Bassin Loubet, Boulogne-sur-Mer. Face au ballet incessant des véhicules de secours – a minima une trentaine – ce policier en renfort dans le Boulonnais préposé au respect du périmètre de sécurité, est un brin décontenancé : « Je n’ai jamais vu ça », lâche-t-il en ce mardi midi. Derrière lui, les corps de sept des douze exilés repêchés un peu plus tôt en Manche près du cap Gris-Nez, à plusieurs milles nautiques du bord (entre 5 et 8 km), sont recouverts de draps blancs. Le jeune policier n’est pas habitué. Au fond, personne ne se résout à ces cauchemars de l’exil se répétant à l’infini. Encore moins Axel Baheu du Murex, fileyeur-caseyeur du port de Boulogne, l’un des deux pêcheurs avec son homologue de la Bretonne, à avoir récupéré des exilés sans vie (trois pour le Murex, un pour la Bretonne). Le capitaine revoit encore « cette gamine d’à peine 15-20 ans », sortie de l’eau avec « son téléphone dans une pochette étanche qui ne faisait que sonner ». Samba, l’un des matelots du Murex originaire de Mauritanie, a fondu en larmes.
Six mineurs parmi les victimes
L’épilogue d’une traversée ayant viré au drame vers 11h, lorsque le Centre régional opérationnel de surveillance et de sauvetage (CROSS) Gris-Nez, déclenchait une batterie de moyens : trois hélicoptères, un avion, deux patrouilleurs, quatre semi-rigides et un canot des sauveteurs en mer.

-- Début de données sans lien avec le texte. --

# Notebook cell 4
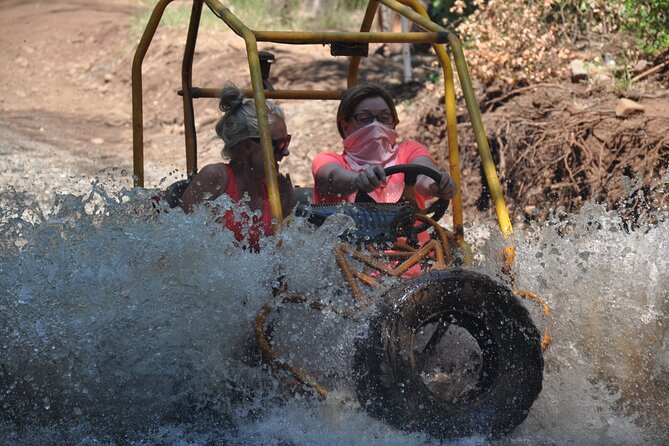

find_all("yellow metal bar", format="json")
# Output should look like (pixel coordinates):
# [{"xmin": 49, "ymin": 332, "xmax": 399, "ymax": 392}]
[
  {"xmin": 253, "ymin": 31, "xmax": 448, "ymax": 45},
  {"xmin": 183, "ymin": 87, "xmax": 342, "ymax": 100},
  {"xmin": 132, "ymin": 0, "xmax": 174, "ymax": 187},
  {"xmin": 204, "ymin": 0, "xmax": 283, "ymax": 233},
  {"xmin": 376, "ymin": 0, "xmax": 466, "ymax": 253},
  {"xmin": 181, "ymin": 0, "xmax": 202, "ymax": 179},
  {"xmin": 378, "ymin": 0, "xmax": 514, "ymax": 265},
  {"xmin": 346, "ymin": 0, "xmax": 379, "ymax": 88}
]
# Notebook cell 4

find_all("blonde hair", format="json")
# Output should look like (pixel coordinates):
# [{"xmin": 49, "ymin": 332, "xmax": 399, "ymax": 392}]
[{"xmin": 216, "ymin": 83, "xmax": 284, "ymax": 159}]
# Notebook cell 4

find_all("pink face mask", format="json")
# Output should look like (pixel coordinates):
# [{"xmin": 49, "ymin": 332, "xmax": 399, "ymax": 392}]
[
  {"xmin": 344, "ymin": 121, "xmax": 398, "ymax": 172},
  {"xmin": 344, "ymin": 121, "xmax": 404, "ymax": 203}
]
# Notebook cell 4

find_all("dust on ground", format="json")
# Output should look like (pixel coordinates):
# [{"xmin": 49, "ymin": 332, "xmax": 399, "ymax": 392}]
[{"xmin": 0, "ymin": 0, "xmax": 669, "ymax": 220}]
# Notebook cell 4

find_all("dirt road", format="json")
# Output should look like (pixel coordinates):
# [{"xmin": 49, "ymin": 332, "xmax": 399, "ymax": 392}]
[{"xmin": 0, "ymin": 0, "xmax": 434, "ymax": 197}]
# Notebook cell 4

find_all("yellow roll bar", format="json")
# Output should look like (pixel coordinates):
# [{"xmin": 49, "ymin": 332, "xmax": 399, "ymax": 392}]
[{"xmin": 132, "ymin": 0, "xmax": 514, "ymax": 266}]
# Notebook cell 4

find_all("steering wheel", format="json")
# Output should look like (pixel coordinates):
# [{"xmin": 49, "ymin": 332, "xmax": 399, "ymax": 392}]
[{"xmin": 384, "ymin": 164, "xmax": 449, "ymax": 234}]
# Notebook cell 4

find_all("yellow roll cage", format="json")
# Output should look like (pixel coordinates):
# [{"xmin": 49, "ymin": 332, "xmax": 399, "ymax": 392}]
[{"xmin": 132, "ymin": 0, "xmax": 514, "ymax": 269}]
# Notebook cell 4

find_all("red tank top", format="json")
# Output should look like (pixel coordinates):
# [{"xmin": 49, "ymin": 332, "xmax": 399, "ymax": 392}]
[{"xmin": 216, "ymin": 164, "xmax": 274, "ymax": 251}]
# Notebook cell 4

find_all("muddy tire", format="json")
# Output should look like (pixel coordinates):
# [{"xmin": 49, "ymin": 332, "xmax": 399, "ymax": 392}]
[{"xmin": 355, "ymin": 270, "xmax": 543, "ymax": 438}]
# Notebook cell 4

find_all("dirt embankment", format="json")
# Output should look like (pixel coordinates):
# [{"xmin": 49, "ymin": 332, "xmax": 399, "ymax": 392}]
[{"xmin": 0, "ymin": 0, "xmax": 669, "ymax": 223}]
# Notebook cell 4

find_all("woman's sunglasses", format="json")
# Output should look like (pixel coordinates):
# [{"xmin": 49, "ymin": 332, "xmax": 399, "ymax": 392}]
[{"xmin": 249, "ymin": 135, "xmax": 291, "ymax": 154}]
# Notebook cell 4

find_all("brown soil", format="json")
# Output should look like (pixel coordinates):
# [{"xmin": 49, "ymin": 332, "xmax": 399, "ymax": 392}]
[{"xmin": 0, "ymin": 0, "xmax": 669, "ymax": 223}]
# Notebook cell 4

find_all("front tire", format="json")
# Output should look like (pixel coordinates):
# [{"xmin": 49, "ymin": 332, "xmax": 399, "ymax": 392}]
[{"xmin": 355, "ymin": 269, "xmax": 543, "ymax": 438}]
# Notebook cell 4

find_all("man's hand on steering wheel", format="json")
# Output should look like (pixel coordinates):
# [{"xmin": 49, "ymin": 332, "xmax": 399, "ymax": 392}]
[
  {"xmin": 353, "ymin": 166, "xmax": 386, "ymax": 192},
  {"xmin": 426, "ymin": 172, "xmax": 457, "ymax": 200}
]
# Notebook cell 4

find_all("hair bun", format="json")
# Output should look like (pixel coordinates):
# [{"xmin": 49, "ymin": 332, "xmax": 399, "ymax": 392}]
[{"xmin": 218, "ymin": 83, "xmax": 244, "ymax": 113}]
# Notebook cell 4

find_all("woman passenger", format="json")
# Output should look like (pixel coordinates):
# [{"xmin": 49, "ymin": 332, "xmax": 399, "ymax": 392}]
[
  {"xmin": 180, "ymin": 84, "xmax": 293, "ymax": 250},
  {"xmin": 312, "ymin": 85, "xmax": 456, "ymax": 208}
]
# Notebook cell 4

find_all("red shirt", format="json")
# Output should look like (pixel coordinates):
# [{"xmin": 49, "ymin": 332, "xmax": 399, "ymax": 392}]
[
  {"xmin": 216, "ymin": 164, "xmax": 274, "ymax": 251},
  {"xmin": 311, "ymin": 140, "xmax": 432, "ymax": 208}
]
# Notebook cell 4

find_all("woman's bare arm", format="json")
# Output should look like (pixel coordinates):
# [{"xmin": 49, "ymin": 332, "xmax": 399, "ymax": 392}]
[
  {"xmin": 316, "ymin": 163, "xmax": 386, "ymax": 196},
  {"xmin": 180, "ymin": 163, "xmax": 228, "ymax": 213}
]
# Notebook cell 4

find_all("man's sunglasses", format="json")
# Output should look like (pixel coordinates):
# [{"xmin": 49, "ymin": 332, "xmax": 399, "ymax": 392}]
[{"xmin": 249, "ymin": 135, "xmax": 291, "ymax": 154}]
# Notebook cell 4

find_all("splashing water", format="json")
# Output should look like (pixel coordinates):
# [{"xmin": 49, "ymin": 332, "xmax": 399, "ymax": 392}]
[{"xmin": 0, "ymin": 179, "xmax": 669, "ymax": 445}]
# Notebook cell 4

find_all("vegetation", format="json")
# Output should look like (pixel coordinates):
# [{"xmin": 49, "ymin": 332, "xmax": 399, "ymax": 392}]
[{"xmin": 132, "ymin": 0, "xmax": 669, "ymax": 88}]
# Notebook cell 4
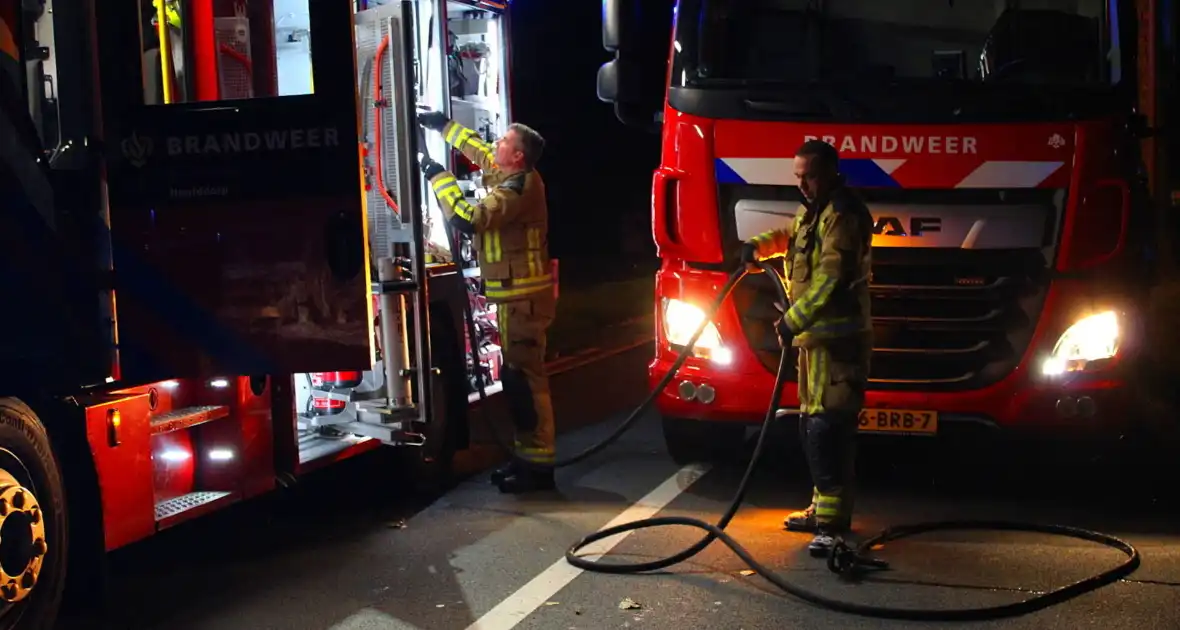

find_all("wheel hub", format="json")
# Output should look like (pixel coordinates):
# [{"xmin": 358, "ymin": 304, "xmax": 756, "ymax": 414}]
[{"xmin": 0, "ymin": 468, "xmax": 50, "ymax": 604}]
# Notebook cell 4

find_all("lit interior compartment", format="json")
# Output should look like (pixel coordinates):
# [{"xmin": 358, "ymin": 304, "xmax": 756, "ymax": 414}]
[
  {"xmin": 415, "ymin": 2, "xmax": 510, "ymax": 257},
  {"xmin": 291, "ymin": 372, "xmax": 373, "ymax": 464},
  {"xmin": 272, "ymin": 0, "xmax": 315, "ymax": 97}
]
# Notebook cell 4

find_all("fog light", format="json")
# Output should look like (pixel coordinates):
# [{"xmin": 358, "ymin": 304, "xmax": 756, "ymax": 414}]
[{"xmin": 696, "ymin": 385, "xmax": 717, "ymax": 405}]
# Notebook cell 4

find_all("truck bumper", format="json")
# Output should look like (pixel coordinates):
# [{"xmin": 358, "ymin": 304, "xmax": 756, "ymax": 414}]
[{"xmin": 648, "ymin": 357, "xmax": 1133, "ymax": 438}]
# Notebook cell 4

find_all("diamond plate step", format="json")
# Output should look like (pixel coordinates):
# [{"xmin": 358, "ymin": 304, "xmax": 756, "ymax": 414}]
[{"xmin": 151, "ymin": 405, "xmax": 229, "ymax": 435}]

À leur arrivée, les secours découvrent « un bateau dont il ne restait qu’un petit boudin à l’arrière, le reste était coulé », éclaire Gaëtan Baillet, pêcheur de la Bretonne. Moins de huit personnes, sur les 65 à bord, portaient un gilet de sauvetage. Pendant « environ quatre heures nous avons recherché d’éventuels autres disparus », glisse Régis Holy des sauveteurs en mer de Calais.

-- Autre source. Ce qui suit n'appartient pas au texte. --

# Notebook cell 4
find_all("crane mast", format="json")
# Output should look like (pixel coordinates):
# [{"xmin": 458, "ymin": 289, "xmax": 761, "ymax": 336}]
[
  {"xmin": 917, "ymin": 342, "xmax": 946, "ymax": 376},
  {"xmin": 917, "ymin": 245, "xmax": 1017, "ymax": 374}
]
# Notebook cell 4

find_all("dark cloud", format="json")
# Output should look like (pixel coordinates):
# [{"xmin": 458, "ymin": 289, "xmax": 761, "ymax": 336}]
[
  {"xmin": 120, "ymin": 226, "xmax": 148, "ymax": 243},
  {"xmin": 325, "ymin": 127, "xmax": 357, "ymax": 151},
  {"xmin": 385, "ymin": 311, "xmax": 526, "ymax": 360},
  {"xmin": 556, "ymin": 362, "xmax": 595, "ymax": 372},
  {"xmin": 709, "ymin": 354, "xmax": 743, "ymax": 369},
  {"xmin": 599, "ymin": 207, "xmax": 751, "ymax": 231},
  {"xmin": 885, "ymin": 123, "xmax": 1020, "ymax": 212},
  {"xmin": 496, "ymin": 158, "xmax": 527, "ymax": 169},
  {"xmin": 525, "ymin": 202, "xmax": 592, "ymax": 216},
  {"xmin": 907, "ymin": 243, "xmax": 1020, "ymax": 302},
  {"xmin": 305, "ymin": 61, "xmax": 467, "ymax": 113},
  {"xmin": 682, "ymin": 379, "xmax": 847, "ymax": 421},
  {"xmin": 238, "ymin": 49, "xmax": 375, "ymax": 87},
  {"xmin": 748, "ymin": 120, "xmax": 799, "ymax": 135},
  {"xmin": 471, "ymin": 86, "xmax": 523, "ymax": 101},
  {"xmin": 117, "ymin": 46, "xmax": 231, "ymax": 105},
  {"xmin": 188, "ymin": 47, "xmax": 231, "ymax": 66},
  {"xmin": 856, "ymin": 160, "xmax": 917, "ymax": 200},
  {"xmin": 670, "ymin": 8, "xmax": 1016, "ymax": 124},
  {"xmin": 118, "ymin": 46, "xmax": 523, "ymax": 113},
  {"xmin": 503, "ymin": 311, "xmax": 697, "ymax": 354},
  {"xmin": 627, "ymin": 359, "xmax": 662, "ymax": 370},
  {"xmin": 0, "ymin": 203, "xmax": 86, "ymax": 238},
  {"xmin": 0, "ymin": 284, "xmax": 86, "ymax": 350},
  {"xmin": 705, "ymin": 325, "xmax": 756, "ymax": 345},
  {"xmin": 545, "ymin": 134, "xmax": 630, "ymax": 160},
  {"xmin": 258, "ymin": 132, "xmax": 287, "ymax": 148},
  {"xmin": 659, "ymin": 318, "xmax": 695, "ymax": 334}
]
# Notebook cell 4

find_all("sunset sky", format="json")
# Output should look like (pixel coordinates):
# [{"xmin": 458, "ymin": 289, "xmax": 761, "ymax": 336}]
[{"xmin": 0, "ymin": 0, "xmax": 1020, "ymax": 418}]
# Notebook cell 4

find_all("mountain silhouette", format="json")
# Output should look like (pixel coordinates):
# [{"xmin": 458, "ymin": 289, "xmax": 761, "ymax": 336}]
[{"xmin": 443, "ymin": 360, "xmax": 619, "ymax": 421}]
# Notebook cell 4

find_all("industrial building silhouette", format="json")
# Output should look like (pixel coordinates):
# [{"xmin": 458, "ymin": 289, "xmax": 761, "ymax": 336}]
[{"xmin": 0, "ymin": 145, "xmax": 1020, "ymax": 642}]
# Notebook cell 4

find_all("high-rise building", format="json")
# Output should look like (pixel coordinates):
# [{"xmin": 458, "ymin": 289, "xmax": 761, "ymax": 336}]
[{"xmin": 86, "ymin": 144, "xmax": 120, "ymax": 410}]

D’après le ministre de l’Intérieur Gérald Darmanin, débarqué en express à Boulogne, « le bateau s’est sans doute affaissé sur lui-même ». Chahuté par des associations d’aide aux exilés criant leur colère à travers les grillages, le locataire de la place Beauvau rappelait la nécessité de rétablir une relation migratoire classique entre l’Union Européenne et les Britanniques (sous la forme d’un nouveau traité) et détaillait ensuite ces 12 victimes originaires de la Corne de l’Afrique (dix femmes et deux hommes) dont six mineurs. Deux personnes étaient toujours en urgence absolue ce mardi soir. Et pendant que la nuée de journalistes et de secouristes se dissipait, le compteur continuait de tourner. Depuis le 1er janvier, 37 personnes sont mortes dans la Manche.